Miramón se defendió de estos cargos de forma bizarra e inteligente. Uno a uno los fue rebatiendo, dejando en muy mala situación al fiscal Azpíroz. Él no era rebelde al Gobierno Constitucional porque nunca lo había reconocido, él no había ordenado el fusilamiento de los civiles capturados en Tacubaya, él no había apoyado nunca la intervención francesa. Además, si aceptó servir al gobierno de Maximiliano cuando se retiraron los franceses, fue por el hecho de que había en su contra un decreto de proscripción por parte del gobierno republicano. Una vez más Fuentes Mares, uno de los mejores biógrafos de Miramón, nos dice acerca de esto: “Ni por un momento exhibió debilidades que pudieran llamar a la clemencia. Seguro de tener que morir, no se apartó de los principios que normaron su vida. Atacaba en su banquillo de acusado, como en un pequeño campo de batalla”. En su defensa, Miramón demostró que simplemente era cuestión de ver quién había ganado y quién había perdido, más que de legitimidad o de vigencia de las leyes.

Como abogados, el general Miramón designó a Joaquín Alcalde, quien no aceptó, a Ignacio Jáuregui, abogado liberal residente en San Luis Potosí y hermano de uno de los “mártires” de Tacubaya, y a Ambrosio Moreno. Ninguno de ellos tenía la reputación de los abogados de Maximiliano, pero no por ello fueron menos brillantes sus alegatos en la defensa de su cliente.

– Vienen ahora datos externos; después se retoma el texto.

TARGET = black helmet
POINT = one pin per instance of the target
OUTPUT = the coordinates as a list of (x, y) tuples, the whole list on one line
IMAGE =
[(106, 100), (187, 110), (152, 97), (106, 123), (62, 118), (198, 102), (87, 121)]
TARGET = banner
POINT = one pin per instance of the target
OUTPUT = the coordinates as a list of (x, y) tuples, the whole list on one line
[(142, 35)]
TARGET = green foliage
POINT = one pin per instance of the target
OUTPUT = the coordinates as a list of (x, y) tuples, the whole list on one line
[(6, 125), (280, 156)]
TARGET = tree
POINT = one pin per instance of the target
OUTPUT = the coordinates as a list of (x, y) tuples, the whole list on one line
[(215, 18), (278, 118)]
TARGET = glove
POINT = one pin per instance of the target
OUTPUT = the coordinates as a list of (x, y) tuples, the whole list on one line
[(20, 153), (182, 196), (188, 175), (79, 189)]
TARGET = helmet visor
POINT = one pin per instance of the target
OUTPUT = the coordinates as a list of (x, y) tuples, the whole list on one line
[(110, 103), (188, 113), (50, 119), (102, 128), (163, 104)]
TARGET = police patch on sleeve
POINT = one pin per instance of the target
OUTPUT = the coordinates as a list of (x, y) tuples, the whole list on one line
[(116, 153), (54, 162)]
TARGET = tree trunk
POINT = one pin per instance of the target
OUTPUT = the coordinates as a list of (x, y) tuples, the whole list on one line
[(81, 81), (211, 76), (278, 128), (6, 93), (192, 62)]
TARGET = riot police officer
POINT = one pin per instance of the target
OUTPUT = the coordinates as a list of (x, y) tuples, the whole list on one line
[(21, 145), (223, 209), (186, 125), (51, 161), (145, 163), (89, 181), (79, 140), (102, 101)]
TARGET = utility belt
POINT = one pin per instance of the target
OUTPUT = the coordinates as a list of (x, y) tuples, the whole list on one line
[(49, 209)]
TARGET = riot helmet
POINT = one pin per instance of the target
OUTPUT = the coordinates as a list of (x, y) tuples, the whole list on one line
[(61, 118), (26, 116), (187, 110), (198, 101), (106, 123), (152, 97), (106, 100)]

La conclusión era lógica: Maximiliano, negándose a responder y pretendiendo una majestad que no tenía, y Mejía demostrando su candor y haciendo alarde de sus bondadosos sentimientos, buscaban salvar la vida. En cambio Miramón, seguro de que la perdería, quiso dejar constancia de su idea de lo que había pasado en México, idea que muchos con él profesaban.